The Huffington Post has an appreciation commemorating the 40 year anniversary of the publication of Dee Brown’s important history of the American West, Bury My Heart At Wounded Knee, written by Tim Giago, an Oglala Lakota, and the publisher of Native Sun News.
At the time of its publication, no one could have said it would become such an important history. Yet it came just at a time when people were questioning the received wisdom of Manifest Destiny-style histories, and Bury My Heart At Wounded Knee went on to re-shape the nation’s understanding of the settling of the American West.
Brown’s writing was very stirring, as sampled here by Giago. Here he quotes the section of the book that describes the aftermath of the Wounded Knee massacre:
When the madness ended, Big Foot and more than half of his people were dead or seriously wounded; 153 were known dead, but many of the wounded crawled away to die afterward. One estimate placed the final total of dead at very nearly three hundred of the original 350 men, women and children. The soldiers lost 25 dead and thirty nine wounded most of them struck by their own bullets or shrapnel.

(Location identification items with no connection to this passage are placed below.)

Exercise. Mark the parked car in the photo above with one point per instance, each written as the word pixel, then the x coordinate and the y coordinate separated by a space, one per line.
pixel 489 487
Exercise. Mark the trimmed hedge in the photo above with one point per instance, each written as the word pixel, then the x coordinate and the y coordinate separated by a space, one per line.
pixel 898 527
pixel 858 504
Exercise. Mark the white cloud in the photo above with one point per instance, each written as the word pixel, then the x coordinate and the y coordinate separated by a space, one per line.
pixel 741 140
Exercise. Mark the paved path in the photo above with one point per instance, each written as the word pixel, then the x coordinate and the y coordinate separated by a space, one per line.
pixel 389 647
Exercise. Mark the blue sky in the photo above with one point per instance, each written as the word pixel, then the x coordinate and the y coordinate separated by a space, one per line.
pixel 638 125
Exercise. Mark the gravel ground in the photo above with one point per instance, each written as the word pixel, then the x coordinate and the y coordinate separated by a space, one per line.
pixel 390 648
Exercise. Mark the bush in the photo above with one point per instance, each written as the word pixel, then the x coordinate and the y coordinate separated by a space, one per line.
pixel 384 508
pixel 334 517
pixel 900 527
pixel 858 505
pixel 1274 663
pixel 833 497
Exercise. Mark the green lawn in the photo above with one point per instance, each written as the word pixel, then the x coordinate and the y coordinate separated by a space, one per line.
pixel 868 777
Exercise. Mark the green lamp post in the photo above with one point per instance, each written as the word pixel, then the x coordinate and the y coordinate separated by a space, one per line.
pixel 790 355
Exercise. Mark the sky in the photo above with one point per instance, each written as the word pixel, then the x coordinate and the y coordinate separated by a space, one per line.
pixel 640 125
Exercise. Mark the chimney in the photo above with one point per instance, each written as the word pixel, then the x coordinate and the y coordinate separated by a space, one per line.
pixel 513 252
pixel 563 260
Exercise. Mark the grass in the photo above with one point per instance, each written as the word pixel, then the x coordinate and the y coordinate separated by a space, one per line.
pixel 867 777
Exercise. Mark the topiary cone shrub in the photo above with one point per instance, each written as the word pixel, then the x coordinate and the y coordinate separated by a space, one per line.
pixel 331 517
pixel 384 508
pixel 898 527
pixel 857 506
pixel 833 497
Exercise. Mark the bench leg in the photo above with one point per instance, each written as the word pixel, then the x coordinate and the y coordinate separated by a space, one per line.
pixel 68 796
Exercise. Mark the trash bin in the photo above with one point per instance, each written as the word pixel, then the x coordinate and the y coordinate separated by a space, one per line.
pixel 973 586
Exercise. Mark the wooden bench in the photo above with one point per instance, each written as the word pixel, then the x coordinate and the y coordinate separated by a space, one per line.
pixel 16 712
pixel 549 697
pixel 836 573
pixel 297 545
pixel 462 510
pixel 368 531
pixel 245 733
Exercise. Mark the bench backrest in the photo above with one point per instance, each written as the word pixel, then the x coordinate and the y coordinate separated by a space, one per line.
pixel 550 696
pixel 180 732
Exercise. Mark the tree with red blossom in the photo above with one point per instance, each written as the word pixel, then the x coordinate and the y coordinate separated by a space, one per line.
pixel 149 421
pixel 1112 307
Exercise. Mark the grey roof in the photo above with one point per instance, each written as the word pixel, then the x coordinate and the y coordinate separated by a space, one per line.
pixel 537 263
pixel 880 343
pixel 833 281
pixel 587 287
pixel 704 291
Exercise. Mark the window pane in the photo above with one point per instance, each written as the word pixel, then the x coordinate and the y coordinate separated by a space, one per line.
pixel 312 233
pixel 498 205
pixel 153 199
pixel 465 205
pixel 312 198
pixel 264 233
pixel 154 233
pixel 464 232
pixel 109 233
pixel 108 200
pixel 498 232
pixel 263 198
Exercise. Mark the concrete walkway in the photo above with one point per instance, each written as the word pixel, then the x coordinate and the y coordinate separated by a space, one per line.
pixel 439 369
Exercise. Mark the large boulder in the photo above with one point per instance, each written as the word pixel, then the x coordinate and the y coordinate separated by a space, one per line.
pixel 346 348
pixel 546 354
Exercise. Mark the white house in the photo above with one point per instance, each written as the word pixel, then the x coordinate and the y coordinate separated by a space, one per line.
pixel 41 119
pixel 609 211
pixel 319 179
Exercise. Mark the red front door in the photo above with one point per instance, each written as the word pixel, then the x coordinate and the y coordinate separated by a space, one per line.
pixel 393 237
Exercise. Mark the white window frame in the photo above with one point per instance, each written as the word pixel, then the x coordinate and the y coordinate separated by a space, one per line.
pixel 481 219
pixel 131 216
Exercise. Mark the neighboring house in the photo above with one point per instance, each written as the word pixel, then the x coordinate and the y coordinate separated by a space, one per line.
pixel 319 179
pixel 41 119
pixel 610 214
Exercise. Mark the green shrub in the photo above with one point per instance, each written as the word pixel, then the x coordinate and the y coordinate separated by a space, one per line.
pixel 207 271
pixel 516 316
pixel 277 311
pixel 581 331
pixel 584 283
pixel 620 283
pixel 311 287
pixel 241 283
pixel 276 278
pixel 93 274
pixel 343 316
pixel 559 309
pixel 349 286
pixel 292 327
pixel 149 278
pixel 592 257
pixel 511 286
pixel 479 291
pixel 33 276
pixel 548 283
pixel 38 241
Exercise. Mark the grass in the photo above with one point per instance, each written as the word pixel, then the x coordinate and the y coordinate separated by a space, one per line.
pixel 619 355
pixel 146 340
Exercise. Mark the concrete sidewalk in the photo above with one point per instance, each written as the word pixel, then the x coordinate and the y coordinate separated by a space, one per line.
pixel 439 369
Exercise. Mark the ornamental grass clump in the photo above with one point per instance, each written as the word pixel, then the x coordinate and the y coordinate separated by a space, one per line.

After the wounded cavalrymen were started for the agency at Pine Ridge, a detail of soldiers went over the Wounded Knee battlefield (I resent the use of the word ‘battlefield’ here and would prefer ‘massacre site’ instead) gathering up Indians who were still alive and loading them on wagons. As it was apparent by the end of the day that a blizzard was approaching, the dead Indians were left lying where they had fallen.
The wagonloads of wounded Sioux (four men and forty-seven women and children) reached Pine Ridge after dark. Because all available barracks were filled with soldiers, they were left lying in the open wagons in the bitter cold while an inept Army officer searched for shelter. Finally the Episcopal mission was opened, the benches taken out, and hay scattered over the rough flooring.
It was the fourth day of Christmas in the Year of Our Lord 1890. When the torn and bleeding bodies were carried into the candlelit church, those who were conscious could see Christmas greenery hanging from the open rafters. Across the chancel front above the pulpit was strung a crudely lettered banner: Peace on Earth, Good Will to Men.
Giago writes,”The history of Wounded Knee is not such an ancient one to the Lakota people of 2009. Many Lakota living today had grandparents at Wounded Knee and some of them died there. My grandmother and grandfather lived at Kyle, just skip and a hop from the massacre site at Wounded Knee. My grandmother was just a teenager then, but she vividly remembered that day of December 29, 1890.”
And, according to Giago, the Lakota will soon hold their yearly religious ceremony at the site of the mass grave “to commemorate and honor those men, women and children that lie buried there. Their prayers will ceremoniously ‘Wipe away the tears’ and they will pray that they can find it in their hearts to forgive.The Lakota have never forgotten that tragic day because it very nearly ended their way of life. But just like the Phoenix that rose again from the ashes to begin a new life, so have the Lakota.”
Giago generously credits Brown for being part of that revival, “Dee Brown never knew that his book would, in a small way, contribute to that cultural and spiritual revival.”
(In an interesting aside for book lovers, Giago notes that, “Just six days after the massacre, L. Frank Baum, an editor at the Aberdeen (S.D.) Saturday Pioneer, wrote an editorial calling for the genocide of the Sioux people. He later wrote the children’s book, The Wonderful Wizard of Oz.)
Sounds like Sterling Publishing has done a beautiful job with the anniversary edition. According to their website, this is a fully illustrated edition, with “hundreds of illustrations—including maps, photographs, sketches, and paintings….” It also includes, “…relevant excerpts from such highly acclaimed Native-American themed books as Where White Men Fear to Tread by Russell Means, Mystic Chords of Memory by Michael Kammen, and Lakota Woman by Mary Crow Dog, as well as all-new essays by contemporary historians and Native American leaders like Elliott West and Joseph Marshall III.”